When signing on with an agency to manage your web project, I would recommend seeing if they offer some kind of long-term maintenance package. This may be in terms of a monthly, quarterly, or bi-yearly retainer, in which developers go in and make sure all packages and security upgrades are up-to-date. Another benefit of this lies within the quick-paced evolution of the industry as methods are always being improved on. These maintenance packages could also encompass these upgrades as well.
Session hijacking can occur on standard HTTP pages, but can also occur when a SSL certificate isn’t implemented correctly. There are different measures you can take to make session hijacking extremely difficult, based on your security needs.

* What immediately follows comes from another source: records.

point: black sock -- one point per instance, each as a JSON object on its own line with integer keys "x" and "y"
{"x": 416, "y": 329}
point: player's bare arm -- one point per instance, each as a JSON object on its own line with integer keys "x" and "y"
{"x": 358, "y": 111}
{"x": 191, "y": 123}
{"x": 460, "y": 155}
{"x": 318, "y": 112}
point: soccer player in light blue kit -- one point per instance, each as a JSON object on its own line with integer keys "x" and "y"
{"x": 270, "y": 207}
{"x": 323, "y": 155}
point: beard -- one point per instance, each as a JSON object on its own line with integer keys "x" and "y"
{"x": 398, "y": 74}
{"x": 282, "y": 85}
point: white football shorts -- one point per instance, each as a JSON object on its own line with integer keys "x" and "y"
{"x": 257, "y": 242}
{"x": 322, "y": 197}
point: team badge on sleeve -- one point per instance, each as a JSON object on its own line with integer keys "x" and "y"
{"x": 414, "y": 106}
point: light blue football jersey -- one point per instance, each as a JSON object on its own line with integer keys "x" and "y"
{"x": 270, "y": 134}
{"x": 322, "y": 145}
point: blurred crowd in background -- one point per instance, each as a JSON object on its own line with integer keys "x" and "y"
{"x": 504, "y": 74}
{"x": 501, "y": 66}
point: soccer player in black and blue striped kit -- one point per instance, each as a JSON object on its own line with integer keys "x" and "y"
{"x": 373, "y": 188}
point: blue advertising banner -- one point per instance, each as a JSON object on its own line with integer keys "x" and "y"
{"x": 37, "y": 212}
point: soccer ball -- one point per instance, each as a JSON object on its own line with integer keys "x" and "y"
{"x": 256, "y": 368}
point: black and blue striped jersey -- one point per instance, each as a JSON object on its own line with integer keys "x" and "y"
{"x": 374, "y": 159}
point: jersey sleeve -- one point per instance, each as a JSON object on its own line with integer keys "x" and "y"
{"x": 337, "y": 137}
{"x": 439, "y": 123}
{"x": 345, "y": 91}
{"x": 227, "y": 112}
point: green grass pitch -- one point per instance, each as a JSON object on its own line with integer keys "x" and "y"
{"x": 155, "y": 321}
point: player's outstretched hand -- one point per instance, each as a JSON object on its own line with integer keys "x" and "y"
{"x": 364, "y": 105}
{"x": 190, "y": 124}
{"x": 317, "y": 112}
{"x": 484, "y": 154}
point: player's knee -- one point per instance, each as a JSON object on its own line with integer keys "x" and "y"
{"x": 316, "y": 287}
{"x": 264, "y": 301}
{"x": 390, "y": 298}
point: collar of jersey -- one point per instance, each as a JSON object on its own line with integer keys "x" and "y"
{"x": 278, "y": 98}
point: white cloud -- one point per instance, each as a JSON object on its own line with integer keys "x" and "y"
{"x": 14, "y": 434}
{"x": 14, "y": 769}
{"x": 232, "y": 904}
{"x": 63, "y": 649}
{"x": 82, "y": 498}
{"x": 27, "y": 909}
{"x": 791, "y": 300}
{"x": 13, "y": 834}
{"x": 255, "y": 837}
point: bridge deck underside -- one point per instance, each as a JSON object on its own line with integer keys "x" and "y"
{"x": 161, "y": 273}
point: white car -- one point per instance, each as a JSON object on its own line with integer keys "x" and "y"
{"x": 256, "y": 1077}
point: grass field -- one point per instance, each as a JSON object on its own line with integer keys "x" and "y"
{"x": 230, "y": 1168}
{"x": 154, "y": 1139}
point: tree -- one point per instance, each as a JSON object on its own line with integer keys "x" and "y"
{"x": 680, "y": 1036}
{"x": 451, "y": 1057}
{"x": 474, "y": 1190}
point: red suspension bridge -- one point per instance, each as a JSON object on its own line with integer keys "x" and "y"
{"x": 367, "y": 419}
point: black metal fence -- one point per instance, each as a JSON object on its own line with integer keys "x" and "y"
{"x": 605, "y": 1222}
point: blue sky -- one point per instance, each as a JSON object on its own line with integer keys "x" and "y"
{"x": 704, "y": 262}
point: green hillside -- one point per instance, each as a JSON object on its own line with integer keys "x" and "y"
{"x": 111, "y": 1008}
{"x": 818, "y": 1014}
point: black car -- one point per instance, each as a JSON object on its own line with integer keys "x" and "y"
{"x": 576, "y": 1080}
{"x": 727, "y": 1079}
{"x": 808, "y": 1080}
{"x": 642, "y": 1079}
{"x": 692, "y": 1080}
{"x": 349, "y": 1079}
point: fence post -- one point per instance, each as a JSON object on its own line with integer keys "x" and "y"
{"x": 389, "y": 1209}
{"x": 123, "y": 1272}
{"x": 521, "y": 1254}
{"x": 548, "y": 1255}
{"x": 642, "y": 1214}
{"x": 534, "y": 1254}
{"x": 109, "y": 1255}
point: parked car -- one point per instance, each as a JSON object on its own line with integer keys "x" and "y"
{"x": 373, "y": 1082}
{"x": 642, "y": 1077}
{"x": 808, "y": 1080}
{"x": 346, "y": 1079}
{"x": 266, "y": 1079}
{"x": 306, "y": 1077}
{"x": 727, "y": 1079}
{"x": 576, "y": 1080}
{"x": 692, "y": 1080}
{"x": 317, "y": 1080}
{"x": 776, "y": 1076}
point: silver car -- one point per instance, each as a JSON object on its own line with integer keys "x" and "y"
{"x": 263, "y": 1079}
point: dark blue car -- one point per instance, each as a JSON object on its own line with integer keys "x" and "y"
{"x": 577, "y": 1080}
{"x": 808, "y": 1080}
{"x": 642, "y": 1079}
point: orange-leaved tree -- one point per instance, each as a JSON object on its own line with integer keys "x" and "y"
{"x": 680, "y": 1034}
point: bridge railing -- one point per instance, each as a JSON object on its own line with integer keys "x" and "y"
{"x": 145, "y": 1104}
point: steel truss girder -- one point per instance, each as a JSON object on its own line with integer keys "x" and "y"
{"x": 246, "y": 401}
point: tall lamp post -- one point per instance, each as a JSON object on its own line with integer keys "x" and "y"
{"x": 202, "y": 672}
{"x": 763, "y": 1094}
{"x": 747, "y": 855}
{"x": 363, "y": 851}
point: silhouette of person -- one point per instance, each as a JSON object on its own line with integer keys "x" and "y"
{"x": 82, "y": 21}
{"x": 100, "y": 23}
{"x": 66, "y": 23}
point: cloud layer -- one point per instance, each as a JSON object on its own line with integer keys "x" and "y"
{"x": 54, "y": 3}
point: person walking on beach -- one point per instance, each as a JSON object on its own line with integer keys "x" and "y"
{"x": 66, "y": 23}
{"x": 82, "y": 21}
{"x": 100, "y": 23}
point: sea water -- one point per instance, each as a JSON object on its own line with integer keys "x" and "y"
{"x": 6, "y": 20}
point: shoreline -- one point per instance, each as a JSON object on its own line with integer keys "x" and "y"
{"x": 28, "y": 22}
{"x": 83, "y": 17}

Do NOT put session IDs in the URL
Re-Authentication to make session hijacking worthless
If you have a website where users have accounts and interact with the site in various ways, you already have a secure login of some variation. In this instance, you may have interactions that require the same parameters to be valid. This means, that if the user wants to update any of their account information, post comments to the site, etc, they are required to provide their login credentials before the form post is submitted. By doing so, hijacked session is rendered useless.
SSL is all about trust
The secure SSL flag must be set with the session cookie or the cookie won’t be encrypted by the SSL handshake. When it comes to SSL, trust is the issue. Web browsers will only trust certain certificate authorities, whereas users will trust what the browser trusts. And therein lies the problem. You have a responsibility to ensure that all confidential user data is transferred with a layer of security and stored in an encrypted state. That way, even if data is hijacked, only minimal damage can occur.
So - What Did We Learn?
Let’s review what we’ve gone over here, as it was pretty involved. Hopefully we convinced you of the following:
Client and server-side validation is a must. Password creation should not be taken lightly. You should probably never use a blacklist - getting it right is hard. Allowing users to upload files to your site is risky - use additional security and form validation. Proper sanitation of all form fields will help alleviate the SQL Injection problem. XSS re-enforces the severity of needing solid server-side validation on your forms. Be careful about cross-site request forgeries. As Benjamin Franklin said - “An ounce of prevention is worth a pound of cure.” Stay on top of your out-dated software. Maintenance retainers are worth the added cost. Do not include session IDs in the URL. Always pass confidential information over SSL and store it in an encrypted state.
You have the tools needed to keep your website secure - now use them!